RE: „Das wurde nie gemacht“ | 12.10.2017 | 16:40

Naja, bisschen ist ja heißer Brei auch deshalb, weil wir vor der Premiere gesprochen haben. Aber das schien mir in dem Fall möglich, weil die grundlegende Idee so klar und leicht verständlich ist. Das hat Konzeptkunst, die man nicht mögen muss, die ja aber doch auch eine legitime Form der Kunstausübung ist, nun mal so an sich. Wenn Sophie Calle sich ihren exquisiten Schmerz über das Verlassenwerden in einem 92-tägigen Tagebuch losschreibt, dann versteht man das auch sofort, dann ist das auch Meta, aber wenn man dann im Museum steht und dem Text folgt, dann wird eben erst erfahrbar, wie das funktioniert. Um ein Beispiel zu nennen, das mir jetzt sofort einfällt. Und die Abweichung in der Kopie, die findet sich von Warhol bis zum Fotorealismus in der Bildenden Kunst. Und bei "bloß" Whiteness bloßgelegt werden soll, würde ich sagen, dass das ziemlich grundstürzend sein kann, das ist, wegen dieser schwierigen Geschichte des Rassismus, schon was anderes, als wenn da alle Schauspieler aus der mit einem roten Fähnchen an der Hose auflaufen würden.

RE: Jeder ist 1 Volk | 11.09.2017 | 07:57

Vielleicht hilft zum Verständnis ja, was Antje Vollmer hier über ihn erzählt.
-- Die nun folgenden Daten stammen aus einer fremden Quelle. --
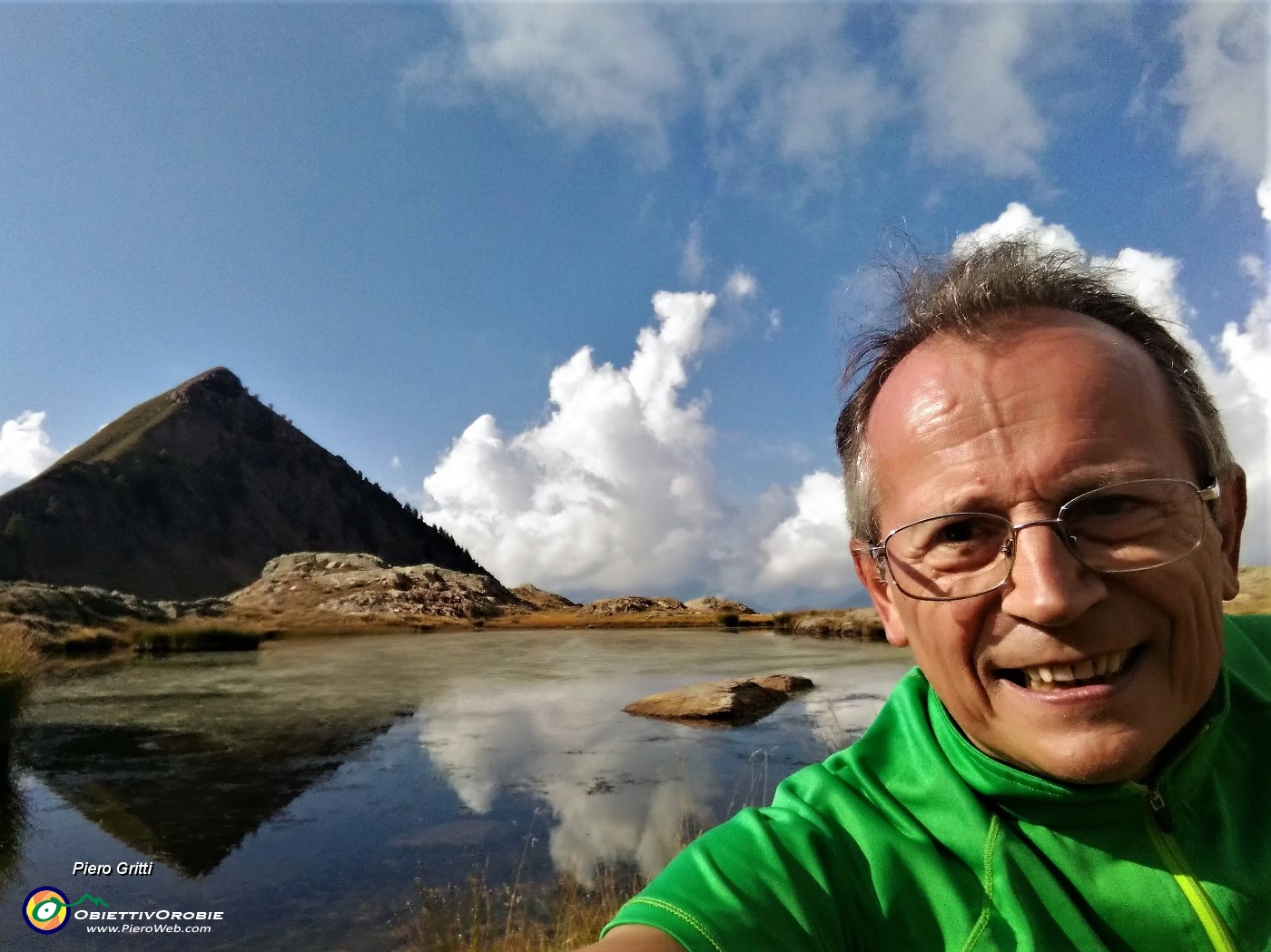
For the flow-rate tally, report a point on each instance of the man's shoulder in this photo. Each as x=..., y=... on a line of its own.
x=1247, y=641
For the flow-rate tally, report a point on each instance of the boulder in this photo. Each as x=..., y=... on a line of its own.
x=712, y=605
x=731, y=701
x=320, y=562
x=543, y=600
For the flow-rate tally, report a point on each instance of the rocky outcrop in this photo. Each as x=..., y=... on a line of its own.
x=631, y=605
x=365, y=587
x=711, y=604
x=733, y=701
x=542, y=600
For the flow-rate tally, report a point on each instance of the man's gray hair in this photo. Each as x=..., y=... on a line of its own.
x=976, y=295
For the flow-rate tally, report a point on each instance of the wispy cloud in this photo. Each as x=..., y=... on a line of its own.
x=766, y=84
x=693, y=259
x=969, y=61
x=741, y=285
x=1222, y=85
x=25, y=449
x=1238, y=374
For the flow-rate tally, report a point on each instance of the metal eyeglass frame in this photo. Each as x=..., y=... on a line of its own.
x=879, y=553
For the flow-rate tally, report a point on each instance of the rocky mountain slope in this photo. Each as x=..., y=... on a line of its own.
x=188, y=495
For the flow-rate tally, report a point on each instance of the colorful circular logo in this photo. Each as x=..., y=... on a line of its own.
x=46, y=909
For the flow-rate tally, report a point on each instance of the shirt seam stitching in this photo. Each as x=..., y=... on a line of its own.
x=987, y=909
x=682, y=914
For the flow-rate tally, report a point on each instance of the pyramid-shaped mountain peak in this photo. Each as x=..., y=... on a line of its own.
x=190, y=494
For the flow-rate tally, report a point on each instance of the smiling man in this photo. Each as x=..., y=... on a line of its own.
x=1045, y=508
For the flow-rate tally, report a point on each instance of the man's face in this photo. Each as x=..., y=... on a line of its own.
x=1063, y=406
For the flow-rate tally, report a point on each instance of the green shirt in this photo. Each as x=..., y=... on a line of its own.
x=914, y=839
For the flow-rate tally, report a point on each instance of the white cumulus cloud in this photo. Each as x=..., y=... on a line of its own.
x=25, y=449
x=809, y=548
x=613, y=491
x=616, y=492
http://www.deutschlandfunkkultur.de/antje-vollmer-ueber-christoph-schlingensief-er-wollte-kein.2156.de.html?dram:article_id=395354

Das Befremden kann ich verstehen, das ging mir damals auch so. Aber gerade in der Rückschau sieht man nur, wie weit Schlingensief mit seinem Ensemble, mit seiner Vorstellung von Repräsentation.
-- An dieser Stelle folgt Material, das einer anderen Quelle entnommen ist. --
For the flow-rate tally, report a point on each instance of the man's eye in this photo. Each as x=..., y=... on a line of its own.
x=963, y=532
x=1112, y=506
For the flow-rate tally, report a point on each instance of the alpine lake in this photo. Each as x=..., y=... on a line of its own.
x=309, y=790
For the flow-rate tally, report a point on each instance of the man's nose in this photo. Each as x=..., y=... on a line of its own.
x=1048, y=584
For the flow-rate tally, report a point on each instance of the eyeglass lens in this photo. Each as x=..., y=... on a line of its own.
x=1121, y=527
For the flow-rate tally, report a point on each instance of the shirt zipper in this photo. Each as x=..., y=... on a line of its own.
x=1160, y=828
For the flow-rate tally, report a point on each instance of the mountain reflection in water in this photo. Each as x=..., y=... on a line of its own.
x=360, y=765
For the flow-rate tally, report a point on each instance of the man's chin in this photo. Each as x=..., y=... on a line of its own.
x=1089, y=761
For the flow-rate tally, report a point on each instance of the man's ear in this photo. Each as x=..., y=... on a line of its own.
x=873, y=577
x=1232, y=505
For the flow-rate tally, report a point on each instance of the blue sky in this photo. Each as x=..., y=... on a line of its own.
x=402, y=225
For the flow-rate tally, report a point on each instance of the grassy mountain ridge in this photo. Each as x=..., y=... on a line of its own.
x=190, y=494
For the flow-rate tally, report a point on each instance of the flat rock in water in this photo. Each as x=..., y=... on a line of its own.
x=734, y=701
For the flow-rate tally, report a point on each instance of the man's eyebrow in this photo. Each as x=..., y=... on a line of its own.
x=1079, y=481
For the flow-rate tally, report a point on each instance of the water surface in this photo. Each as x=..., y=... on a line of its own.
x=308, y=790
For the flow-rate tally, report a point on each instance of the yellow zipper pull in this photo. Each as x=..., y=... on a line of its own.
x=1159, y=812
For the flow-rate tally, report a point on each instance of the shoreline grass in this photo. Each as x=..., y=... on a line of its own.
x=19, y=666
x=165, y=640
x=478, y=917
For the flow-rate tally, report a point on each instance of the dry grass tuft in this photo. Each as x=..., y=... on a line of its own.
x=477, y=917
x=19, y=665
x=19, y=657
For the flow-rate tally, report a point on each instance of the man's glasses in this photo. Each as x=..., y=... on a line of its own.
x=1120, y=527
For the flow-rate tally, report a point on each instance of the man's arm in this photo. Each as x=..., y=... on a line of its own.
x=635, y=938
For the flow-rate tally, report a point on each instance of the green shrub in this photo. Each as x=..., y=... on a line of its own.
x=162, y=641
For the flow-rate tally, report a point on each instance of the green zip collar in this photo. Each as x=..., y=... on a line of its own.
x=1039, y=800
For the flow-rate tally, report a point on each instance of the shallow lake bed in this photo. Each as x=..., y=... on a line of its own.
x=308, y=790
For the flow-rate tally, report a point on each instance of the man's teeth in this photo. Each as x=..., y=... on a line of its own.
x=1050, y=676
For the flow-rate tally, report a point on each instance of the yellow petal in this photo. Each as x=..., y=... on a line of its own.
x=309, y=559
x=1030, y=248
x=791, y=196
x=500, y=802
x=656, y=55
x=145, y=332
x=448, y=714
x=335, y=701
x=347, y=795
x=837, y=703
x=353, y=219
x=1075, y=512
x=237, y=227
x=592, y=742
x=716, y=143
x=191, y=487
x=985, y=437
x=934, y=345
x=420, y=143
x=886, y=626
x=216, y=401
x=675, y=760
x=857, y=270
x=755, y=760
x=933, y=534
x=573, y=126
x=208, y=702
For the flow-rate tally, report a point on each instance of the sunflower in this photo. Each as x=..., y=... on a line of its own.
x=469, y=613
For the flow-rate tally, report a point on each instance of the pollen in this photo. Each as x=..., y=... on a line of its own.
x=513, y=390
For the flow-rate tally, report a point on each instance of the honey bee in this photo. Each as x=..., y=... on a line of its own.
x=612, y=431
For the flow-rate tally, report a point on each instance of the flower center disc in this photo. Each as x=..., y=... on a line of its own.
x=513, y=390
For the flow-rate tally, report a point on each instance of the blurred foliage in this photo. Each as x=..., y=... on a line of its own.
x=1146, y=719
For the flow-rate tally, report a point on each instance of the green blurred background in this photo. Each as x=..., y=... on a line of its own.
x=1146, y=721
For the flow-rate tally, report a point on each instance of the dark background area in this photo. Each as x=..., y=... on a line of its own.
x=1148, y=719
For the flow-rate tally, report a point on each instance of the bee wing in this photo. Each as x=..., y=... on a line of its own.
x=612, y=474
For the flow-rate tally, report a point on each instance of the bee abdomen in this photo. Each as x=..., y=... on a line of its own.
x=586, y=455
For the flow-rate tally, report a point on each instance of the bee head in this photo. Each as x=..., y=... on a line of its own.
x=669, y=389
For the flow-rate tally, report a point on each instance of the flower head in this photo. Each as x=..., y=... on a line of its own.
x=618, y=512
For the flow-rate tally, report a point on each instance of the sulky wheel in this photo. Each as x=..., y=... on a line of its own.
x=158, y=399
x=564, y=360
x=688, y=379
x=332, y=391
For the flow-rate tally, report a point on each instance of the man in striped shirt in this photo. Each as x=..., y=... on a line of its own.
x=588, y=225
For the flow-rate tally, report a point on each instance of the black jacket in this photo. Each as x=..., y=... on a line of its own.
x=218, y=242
RE: V-Mann Temme in der „Mausefalle“ | 01.09.2017 | 13:46

Bei allem, wo Sie Recht haben - ich finde, der Hinweis auf Russland (so sehr die Wahrnehmung der anderen sich stark unterscheidet von der Binnensicht, da bin ich völlig d'accord) nicht hilfreich, vor allem weil er in meinen Augen auch nicht produktiv ist - wenn man das feststellt, dann ist damit nichts gewonnen für die Aufklärung der blinden Flecken hier. Und in der Detailtiefe, wie hier über den Prozess und zum Teil auch die Ausschussarbeit berichtet wird, würde nie im Leben über russische oder andere Fälle berichtet werden, da würde man sich mit einfacheren Beschreibungen zufrieden geben.
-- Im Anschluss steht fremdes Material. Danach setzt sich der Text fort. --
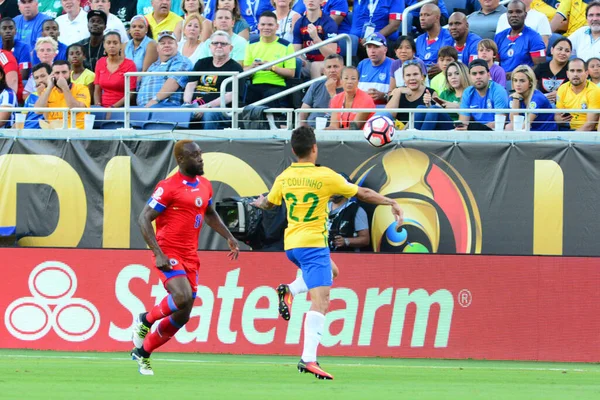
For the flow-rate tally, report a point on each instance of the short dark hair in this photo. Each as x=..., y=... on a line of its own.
x=303, y=139
x=61, y=62
x=590, y=5
x=406, y=38
x=577, y=59
x=269, y=14
x=478, y=62
x=448, y=51
x=39, y=66
x=562, y=39
x=7, y=19
x=335, y=56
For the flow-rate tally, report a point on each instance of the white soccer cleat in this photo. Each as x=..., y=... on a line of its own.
x=139, y=332
x=143, y=363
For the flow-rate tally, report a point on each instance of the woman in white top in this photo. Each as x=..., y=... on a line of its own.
x=189, y=46
x=286, y=18
x=190, y=7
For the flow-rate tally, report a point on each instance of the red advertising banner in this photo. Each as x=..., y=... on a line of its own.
x=396, y=305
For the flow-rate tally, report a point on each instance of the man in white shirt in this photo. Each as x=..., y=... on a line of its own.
x=73, y=23
x=113, y=21
x=586, y=40
x=535, y=20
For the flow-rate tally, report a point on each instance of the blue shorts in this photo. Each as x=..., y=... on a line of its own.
x=315, y=263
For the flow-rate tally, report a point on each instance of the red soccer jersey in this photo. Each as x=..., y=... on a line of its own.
x=182, y=204
x=9, y=64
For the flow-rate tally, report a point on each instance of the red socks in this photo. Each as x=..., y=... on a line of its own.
x=165, y=308
x=167, y=328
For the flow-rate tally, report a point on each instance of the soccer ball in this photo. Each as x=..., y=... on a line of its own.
x=379, y=131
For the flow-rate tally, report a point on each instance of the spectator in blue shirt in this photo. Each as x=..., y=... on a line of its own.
x=484, y=94
x=434, y=38
x=29, y=23
x=519, y=44
x=312, y=28
x=336, y=9
x=465, y=42
x=20, y=50
x=165, y=91
x=526, y=96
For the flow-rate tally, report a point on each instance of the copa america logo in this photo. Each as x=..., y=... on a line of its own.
x=52, y=285
x=440, y=212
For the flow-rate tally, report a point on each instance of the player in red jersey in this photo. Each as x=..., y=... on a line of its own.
x=180, y=204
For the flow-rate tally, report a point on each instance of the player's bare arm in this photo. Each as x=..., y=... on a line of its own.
x=263, y=203
x=371, y=196
x=145, y=222
x=213, y=220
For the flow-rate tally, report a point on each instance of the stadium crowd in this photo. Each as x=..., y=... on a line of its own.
x=467, y=54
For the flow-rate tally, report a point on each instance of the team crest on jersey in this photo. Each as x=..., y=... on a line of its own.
x=159, y=192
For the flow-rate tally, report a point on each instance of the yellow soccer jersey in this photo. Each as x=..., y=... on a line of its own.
x=306, y=189
x=589, y=99
x=574, y=10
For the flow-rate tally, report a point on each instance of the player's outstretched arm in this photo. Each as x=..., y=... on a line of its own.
x=145, y=219
x=263, y=203
x=371, y=196
x=216, y=223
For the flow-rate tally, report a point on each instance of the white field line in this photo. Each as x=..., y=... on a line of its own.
x=175, y=360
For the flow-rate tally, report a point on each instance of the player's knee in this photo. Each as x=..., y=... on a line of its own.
x=183, y=300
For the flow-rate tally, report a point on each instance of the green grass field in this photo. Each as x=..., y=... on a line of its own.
x=56, y=375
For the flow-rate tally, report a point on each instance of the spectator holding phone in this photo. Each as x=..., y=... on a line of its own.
x=526, y=96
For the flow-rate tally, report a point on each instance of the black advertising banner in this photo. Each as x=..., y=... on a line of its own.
x=489, y=198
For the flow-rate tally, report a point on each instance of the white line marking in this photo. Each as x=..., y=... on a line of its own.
x=175, y=360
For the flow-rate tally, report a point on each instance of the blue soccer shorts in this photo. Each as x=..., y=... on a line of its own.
x=315, y=263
Der Vorteil dieser Detailtiefe ist aber, das damit sehr viel Wissen zugänglich gemacht wird, das merkt man in München auch an den Pausengesprächen - es gibt da so viele Leute, die sehr genau Bescheid wissen, wie man das vor dem NSU-Komplex im Leben nicht hatte. Das ist auf jeden Fall positiv (und zeigt sich etwa auch daran, dass jetzt langsam, breiter die Geschichte des Rechtsterrorismus in der Bundesrepublik überhaupt in den Blick gerät - fragen Sie mal gebildete, informierte Leute, wann der Oktoberfest-Anschlag oder wer Gundolf Köhler war).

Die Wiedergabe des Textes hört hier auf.